Atak zimy w Rybniku: powalone drzewa, pozrywane linie energetyczne
Pozrywane linie energetyczne, powalone drzewa i fatalne warunki na drogach - tak wygląda Rybnik po wielkanocnym (31.03.) ataku zimy. Strażacy sześciokrotnie wyjeżdżali do powalonych drzew, które nie wytrzymywały naporu śniegu. Podobnie działo się z liniami energetycznymi, które zerwały śnieżyce.
Atak zimy uszkodził również stacje zasilające i linie średniego napięcia. W sumie bez prądu jest kilkanaście ulic w różnych dzielnicach Rybnika – usłyszeliśmy w dyspozytorni pogotowia energetycznego. Nie wiadomo, kiedy służby usuną awarie, bo wciąż otrzymują kolejne zgłoszenia.

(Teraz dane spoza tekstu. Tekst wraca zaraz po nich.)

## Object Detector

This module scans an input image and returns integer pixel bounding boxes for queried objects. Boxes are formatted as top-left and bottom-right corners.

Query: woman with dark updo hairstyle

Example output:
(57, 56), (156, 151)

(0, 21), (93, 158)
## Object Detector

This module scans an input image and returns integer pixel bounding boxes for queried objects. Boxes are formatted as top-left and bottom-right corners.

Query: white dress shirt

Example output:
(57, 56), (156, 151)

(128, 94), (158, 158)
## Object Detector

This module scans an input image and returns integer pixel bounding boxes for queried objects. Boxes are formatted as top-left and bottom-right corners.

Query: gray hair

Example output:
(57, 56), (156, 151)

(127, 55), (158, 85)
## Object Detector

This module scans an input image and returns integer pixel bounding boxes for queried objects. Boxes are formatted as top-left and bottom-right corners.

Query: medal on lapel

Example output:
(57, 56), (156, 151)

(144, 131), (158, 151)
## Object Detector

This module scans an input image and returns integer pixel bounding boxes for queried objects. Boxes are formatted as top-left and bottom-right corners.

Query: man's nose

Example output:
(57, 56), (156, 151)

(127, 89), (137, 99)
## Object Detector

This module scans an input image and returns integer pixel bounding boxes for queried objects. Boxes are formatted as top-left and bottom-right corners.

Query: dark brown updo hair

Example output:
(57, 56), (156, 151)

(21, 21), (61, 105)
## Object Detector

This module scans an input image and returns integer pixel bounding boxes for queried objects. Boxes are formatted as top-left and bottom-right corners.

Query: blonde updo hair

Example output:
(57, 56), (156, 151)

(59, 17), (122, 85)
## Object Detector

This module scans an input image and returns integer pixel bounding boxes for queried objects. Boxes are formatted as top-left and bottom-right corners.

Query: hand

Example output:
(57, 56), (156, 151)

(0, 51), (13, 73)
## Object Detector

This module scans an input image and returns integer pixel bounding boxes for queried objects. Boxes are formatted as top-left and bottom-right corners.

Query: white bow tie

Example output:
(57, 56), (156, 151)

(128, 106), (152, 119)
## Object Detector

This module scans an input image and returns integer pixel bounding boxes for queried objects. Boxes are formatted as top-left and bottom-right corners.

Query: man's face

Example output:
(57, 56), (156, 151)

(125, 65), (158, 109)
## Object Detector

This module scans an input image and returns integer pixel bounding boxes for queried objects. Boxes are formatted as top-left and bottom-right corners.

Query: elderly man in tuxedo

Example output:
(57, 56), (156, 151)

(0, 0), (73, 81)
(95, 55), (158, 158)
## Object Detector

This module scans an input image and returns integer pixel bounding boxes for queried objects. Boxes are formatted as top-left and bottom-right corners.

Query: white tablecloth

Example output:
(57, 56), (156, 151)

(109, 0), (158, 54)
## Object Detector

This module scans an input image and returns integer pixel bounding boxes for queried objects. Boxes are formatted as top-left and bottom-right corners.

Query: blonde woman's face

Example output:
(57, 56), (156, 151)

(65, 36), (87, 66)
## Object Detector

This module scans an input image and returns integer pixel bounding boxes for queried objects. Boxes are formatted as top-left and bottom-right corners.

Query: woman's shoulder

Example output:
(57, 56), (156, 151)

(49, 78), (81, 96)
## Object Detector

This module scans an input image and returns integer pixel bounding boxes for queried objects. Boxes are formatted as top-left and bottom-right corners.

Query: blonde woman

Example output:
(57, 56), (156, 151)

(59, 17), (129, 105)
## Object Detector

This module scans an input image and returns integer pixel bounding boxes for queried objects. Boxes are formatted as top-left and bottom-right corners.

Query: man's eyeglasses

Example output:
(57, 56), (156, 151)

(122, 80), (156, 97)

Od rana po ulicach Rybnika jeżdżą wszystkie pługopiaskarki. Dziewięć pojazdów stara się poradzić z intensywnymi opadami śniegu. Robimy co w naszej mocy, główne drogi są przejezdne, najgorsza sytuacja panuje na bocznych ulicach – powiedział Radiu 90 Tomasz Stańko z Rybnickich Służb Komunalnych.
Na szczęście do niedzielnego wieczora nie doszło do poważnych zdarzeń drogowych.